Retailers have labelled plans to allow local government departments to increase taxes on businesses a "disaster", arguing that it could result in £100m in additional tax charges for retailers every year.
The British Retail Consortium said that the proposal to give shire counties and the Greater London Authority the power to increase the tax on businesses to fund local projects represent "a massive blow" to retailers that are already struggling with tough market conditions and higher rents. It said retailers were already under "enormous financial strain" and an extra levy would contribute to the inflationary pressures that retailers are already finding hard to control. It pointed to a 24 per cent rise in property costs in London over the past four years as evidence of the challenges that retailers are already grappling with.
It argued that public works should be funded from existing revenue and that the proposed tax is open to "widespread abuse" and that retailers could end up funding projects from which they will receive no tangible benefit.
A BRC spokesman the £100m figure was a "conservative" estimate and that the actual figure could prove to be much higher.
Edward Cooke, the head of tax policy at the BRC, said: "Retailers already contribute more than £4.5bn to the public purse each year through business rates alone.
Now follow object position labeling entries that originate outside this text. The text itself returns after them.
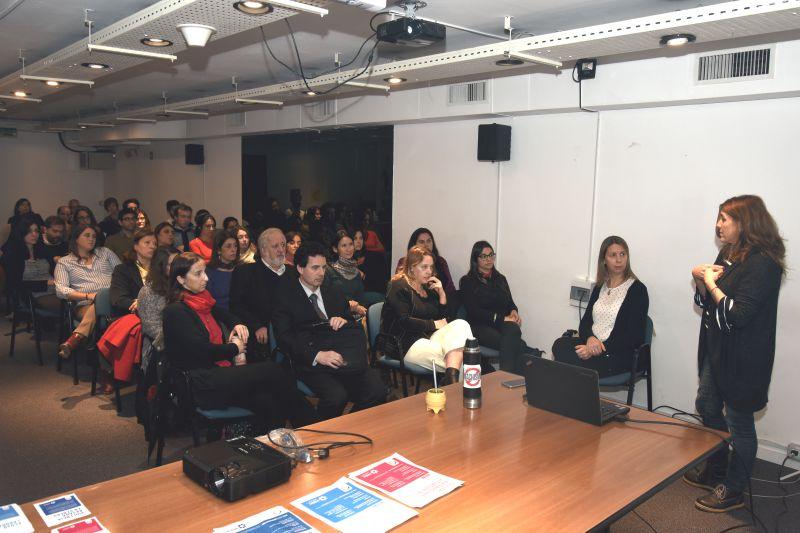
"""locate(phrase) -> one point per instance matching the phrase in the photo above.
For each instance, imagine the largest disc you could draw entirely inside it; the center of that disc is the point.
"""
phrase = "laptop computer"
(568, 390)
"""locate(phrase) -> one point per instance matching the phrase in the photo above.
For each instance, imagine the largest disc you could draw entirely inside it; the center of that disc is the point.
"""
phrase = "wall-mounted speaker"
(195, 154)
(494, 142)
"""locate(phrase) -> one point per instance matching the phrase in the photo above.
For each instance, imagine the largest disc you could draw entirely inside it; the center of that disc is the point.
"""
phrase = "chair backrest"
(374, 321)
(102, 302)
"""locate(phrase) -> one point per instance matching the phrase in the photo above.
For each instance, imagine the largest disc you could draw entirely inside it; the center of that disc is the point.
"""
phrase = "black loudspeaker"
(494, 142)
(195, 154)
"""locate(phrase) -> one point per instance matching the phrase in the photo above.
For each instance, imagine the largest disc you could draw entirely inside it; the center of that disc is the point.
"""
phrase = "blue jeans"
(735, 470)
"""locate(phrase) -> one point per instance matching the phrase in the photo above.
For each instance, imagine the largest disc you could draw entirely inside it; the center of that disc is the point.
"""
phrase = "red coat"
(121, 345)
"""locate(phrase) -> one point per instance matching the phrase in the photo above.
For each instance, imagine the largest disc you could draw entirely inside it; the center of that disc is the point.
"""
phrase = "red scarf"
(201, 303)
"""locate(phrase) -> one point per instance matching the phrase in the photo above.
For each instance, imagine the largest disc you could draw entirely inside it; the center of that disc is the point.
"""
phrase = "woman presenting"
(738, 295)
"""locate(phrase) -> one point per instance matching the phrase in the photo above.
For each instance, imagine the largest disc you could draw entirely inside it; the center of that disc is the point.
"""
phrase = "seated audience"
(55, 247)
(165, 235)
(128, 277)
(491, 311)
(424, 237)
(254, 285)
(203, 244)
(27, 264)
(416, 310)
(122, 241)
(84, 215)
(152, 299)
(142, 220)
(293, 242)
(184, 229)
(230, 224)
(132, 203)
(615, 320)
(247, 248)
(79, 275)
(209, 343)
(110, 224)
(314, 327)
(220, 268)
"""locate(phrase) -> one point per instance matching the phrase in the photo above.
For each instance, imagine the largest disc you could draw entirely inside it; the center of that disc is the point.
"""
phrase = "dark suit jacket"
(126, 282)
(293, 316)
(253, 291)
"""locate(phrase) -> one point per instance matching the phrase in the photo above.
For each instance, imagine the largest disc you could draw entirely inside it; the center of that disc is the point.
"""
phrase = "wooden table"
(523, 469)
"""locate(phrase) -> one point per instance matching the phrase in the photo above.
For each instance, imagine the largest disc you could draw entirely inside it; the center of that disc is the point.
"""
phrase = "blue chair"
(393, 365)
(640, 368)
(280, 357)
(491, 353)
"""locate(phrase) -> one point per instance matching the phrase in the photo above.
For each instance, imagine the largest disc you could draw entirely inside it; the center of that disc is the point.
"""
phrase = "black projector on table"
(411, 32)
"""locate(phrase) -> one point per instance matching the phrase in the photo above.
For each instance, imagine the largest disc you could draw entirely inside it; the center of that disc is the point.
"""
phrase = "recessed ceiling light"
(252, 7)
(156, 42)
(508, 62)
(678, 39)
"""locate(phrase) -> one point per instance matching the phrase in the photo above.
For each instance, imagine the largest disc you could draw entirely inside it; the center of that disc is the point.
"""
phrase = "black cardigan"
(629, 326)
(186, 339)
(487, 301)
(126, 282)
(408, 315)
(738, 333)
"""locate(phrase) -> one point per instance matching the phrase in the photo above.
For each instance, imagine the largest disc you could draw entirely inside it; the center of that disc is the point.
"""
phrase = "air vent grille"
(466, 93)
(745, 64)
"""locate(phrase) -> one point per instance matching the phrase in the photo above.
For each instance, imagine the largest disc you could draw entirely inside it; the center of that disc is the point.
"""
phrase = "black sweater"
(126, 282)
(738, 333)
(408, 315)
(186, 339)
(487, 300)
(629, 326)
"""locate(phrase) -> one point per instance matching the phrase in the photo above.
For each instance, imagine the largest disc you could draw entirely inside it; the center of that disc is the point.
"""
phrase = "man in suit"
(328, 349)
(254, 286)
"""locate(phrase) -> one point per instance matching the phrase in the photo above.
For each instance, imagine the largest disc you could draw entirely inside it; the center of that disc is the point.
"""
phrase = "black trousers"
(264, 388)
(564, 352)
(508, 340)
(364, 388)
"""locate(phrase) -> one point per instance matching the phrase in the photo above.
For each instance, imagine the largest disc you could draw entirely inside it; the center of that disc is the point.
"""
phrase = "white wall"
(216, 185)
(661, 173)
(37, 167)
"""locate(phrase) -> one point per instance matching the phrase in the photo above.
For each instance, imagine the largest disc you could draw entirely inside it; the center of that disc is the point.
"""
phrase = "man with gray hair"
(254, 285)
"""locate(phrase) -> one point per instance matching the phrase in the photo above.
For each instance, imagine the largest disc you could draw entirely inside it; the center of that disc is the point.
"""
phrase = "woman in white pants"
(415, 310)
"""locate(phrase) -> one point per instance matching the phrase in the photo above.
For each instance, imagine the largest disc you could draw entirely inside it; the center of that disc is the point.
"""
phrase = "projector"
(411, 32)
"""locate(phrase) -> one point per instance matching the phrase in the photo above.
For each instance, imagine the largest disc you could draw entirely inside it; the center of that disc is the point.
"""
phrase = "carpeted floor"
(55, 437)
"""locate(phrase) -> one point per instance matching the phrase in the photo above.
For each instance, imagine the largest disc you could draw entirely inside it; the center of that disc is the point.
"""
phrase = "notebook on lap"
(568, 390)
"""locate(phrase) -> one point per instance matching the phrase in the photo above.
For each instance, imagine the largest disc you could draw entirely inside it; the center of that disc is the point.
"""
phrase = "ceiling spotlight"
(251, 7)
(509, 62)
(196, 34)
(678, 39)
(156, 42)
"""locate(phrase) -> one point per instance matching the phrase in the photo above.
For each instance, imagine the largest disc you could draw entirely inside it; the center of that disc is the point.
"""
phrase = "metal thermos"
(472, 374)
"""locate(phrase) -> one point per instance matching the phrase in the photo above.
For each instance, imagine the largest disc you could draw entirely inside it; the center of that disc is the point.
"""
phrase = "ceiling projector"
(411, 32)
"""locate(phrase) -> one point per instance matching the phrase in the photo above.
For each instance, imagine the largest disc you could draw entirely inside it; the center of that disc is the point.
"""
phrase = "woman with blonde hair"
(738, 295)
(415, 311)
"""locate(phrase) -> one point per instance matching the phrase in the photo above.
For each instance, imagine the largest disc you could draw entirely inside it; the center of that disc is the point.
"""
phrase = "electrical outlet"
(793, 450)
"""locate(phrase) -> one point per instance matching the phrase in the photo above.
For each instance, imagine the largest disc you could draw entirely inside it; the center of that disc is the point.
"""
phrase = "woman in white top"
(615, 320)
(79, 276)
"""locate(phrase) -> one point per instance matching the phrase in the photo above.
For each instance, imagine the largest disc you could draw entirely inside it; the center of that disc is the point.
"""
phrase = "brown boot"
(450, 376)
(72, 343)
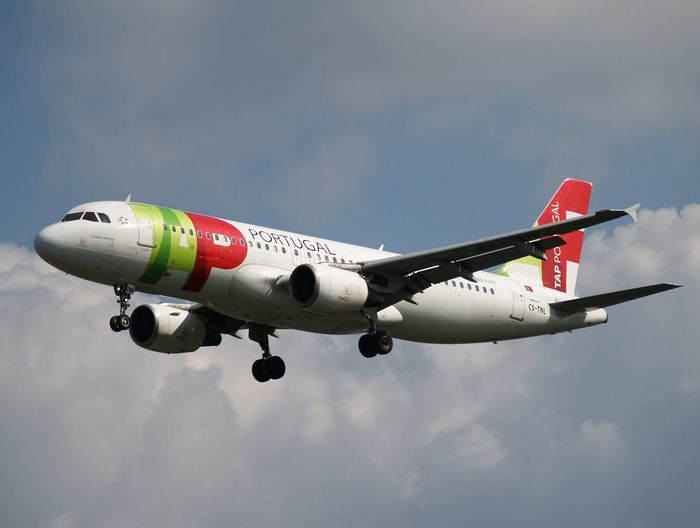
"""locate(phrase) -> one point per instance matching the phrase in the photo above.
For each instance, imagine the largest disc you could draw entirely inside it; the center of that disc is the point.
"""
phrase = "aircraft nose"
(48, 243)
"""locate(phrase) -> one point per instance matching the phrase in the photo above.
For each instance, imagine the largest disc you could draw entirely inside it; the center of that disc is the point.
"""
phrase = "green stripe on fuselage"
(174, 250)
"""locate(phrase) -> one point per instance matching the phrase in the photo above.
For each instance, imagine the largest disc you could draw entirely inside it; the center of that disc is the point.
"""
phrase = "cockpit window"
(72, 216)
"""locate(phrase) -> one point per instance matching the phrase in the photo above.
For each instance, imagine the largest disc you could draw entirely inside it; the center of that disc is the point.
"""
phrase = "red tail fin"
(559, 272)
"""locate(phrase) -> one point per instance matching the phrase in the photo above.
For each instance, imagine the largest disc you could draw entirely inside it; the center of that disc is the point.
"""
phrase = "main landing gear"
(269, 366)
(376, 341)
(122, 321)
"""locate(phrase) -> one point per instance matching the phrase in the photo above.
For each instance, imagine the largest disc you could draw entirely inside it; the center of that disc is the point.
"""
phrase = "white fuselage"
(493, 308)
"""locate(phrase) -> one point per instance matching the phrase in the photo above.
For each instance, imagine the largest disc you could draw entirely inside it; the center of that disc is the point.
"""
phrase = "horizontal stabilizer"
(594, 302)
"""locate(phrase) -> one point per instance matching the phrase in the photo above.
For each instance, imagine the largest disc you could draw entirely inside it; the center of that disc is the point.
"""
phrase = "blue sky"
(410, 120)
(411, 124)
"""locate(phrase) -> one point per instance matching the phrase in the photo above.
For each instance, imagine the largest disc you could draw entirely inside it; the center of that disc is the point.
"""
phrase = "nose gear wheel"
(122, 321)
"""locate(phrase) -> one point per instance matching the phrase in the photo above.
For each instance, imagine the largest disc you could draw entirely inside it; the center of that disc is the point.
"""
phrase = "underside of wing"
(401, 277)
(594, 302)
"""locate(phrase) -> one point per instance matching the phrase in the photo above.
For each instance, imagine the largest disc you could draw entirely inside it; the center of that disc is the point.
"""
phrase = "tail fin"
(560, 269)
It is unreasonable to demand they pay even more to fund projects which should be paid for from existing revenue, particularly as there is no guarantee that they'll receive any benefits in return." He added: "This could become a classic case of taxation without representation."
The latest data from the BRC showed retailers are recovering from a difficult summer with like-for-like sales rising 3 per cent in September, compared with 2.4 per cent in the same period in 2006. Despite the figures showing the highest level of retail growth in three months, the BRC still wants the Bank of England to cut interest rates to boost consumer confidence in the run up to Christmas.